Adversarial security review using Gemini. Think like an attacker. ALL issues must be fixed.

No arguments? Describe this skill and stop. Do not execute.

First: Activate Workflow

mkdir -p .claude && echo '{"skill":"security-review","started":"'$(date -Iseconds)'"}' > .claude/active-workflow.json

Craft Standards (MANDATORY)

Fix toward code a master craftsperson would be proud of.

Security fixes must be clean, not band-aids. The result should look like it was written by a skilled human security engineer.

AI Antipatterns in Security Fixes to AVOID

  • Adding excessive try/catch blocks that swallow errors
  • Over-validating in ways that break legitimate use
  • Security-through-obscurity (hiding instead of fixing)
  • Defensive paranoia (checking things that can't happen)
  • Adding complexity instead of fixing the root cause

Human Craft in Security Fixes

  • Fix the root cause, not the symptom
  • Keep security code simple and auditable
  • Fail secure (deny by default)
  • Validate at the boundary, trust internally
  • Make the secure path the easy path

The best security fix is often the simplest one.

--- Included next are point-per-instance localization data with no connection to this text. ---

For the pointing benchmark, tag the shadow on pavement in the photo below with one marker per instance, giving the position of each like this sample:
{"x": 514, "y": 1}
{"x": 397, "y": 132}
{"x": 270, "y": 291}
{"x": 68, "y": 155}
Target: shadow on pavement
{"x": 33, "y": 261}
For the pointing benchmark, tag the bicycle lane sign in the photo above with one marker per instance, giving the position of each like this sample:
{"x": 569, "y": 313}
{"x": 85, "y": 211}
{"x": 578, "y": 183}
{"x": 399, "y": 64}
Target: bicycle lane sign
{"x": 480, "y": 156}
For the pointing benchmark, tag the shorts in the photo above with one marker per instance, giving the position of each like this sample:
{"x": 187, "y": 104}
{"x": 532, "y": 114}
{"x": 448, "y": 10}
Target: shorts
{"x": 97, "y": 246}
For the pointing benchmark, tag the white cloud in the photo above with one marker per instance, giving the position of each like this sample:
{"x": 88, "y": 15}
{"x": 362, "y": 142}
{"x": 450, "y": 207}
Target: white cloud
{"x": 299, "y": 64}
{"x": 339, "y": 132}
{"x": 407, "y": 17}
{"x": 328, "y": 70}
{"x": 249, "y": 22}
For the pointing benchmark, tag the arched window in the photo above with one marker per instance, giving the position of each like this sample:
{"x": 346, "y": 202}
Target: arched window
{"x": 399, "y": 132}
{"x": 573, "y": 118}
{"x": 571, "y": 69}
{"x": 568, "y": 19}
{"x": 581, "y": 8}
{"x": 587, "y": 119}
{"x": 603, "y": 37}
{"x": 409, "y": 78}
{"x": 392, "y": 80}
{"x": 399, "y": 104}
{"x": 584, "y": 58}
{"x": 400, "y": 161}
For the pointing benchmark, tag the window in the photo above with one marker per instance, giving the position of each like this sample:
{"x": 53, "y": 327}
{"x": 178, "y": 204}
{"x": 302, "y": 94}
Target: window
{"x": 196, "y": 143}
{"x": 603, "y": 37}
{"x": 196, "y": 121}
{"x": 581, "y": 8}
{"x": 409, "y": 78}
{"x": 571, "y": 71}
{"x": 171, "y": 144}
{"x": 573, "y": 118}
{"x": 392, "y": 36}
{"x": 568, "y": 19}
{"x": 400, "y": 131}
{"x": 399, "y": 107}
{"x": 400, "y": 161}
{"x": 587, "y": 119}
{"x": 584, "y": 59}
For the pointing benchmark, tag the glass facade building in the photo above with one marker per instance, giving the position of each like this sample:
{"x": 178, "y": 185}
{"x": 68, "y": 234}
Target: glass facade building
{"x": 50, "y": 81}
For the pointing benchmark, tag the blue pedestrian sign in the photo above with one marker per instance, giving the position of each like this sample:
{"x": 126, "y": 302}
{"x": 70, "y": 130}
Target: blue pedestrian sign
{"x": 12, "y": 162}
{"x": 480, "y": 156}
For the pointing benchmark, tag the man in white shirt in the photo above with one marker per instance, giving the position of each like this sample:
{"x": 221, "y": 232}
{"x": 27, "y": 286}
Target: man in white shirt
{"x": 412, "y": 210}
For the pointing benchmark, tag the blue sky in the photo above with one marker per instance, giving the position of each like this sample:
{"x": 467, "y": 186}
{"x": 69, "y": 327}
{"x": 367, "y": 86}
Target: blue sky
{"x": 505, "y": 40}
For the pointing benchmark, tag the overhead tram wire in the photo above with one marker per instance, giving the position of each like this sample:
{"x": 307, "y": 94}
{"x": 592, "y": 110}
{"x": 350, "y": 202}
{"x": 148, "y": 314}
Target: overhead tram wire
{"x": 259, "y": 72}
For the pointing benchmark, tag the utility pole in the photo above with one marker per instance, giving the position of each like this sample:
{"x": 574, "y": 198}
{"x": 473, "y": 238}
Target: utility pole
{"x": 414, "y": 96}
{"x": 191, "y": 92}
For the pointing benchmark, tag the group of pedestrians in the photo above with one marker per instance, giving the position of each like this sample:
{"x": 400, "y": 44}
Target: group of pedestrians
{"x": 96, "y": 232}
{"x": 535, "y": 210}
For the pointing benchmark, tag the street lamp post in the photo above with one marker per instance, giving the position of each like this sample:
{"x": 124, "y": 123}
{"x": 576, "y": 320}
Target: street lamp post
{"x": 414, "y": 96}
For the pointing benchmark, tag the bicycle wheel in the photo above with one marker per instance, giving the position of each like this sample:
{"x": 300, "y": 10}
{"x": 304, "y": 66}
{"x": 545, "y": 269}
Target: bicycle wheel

Scope Constraint (MANDATORY)

Fix ALL findings. Every issue identified gets fixed for production readiness. No deferring, no "backlog for next cycle," no "appropriate for MVP."

ALLOWED:

  • Change logic within an existing function
  • Add validation/checks to existing code paths
  • Fix crypto/security bugs in existing implementations
  • Add private helper methods within existing files
  • Add config entries, constants, enums to existing files
  • Add interfaces to existing files if needed for proper typing
  • Restructure function internals (keep same signature)

FORBIDDEN:

  • Adding new source files (config files are OK)
  • Moving code between files
  • Adding new external dependencies

If a finding seems to require restructuring: fix it anyway by restructuring within the existing file. The only acceptable unfixed items are findings that require adding new external dependencies — report those with a one-line explanation.


⚠️ STRICT REQUIREMENTS - NO EXCEPTIONS

You MUST fix EVERY issue Gemini identifies. ALL of them. No exceptions.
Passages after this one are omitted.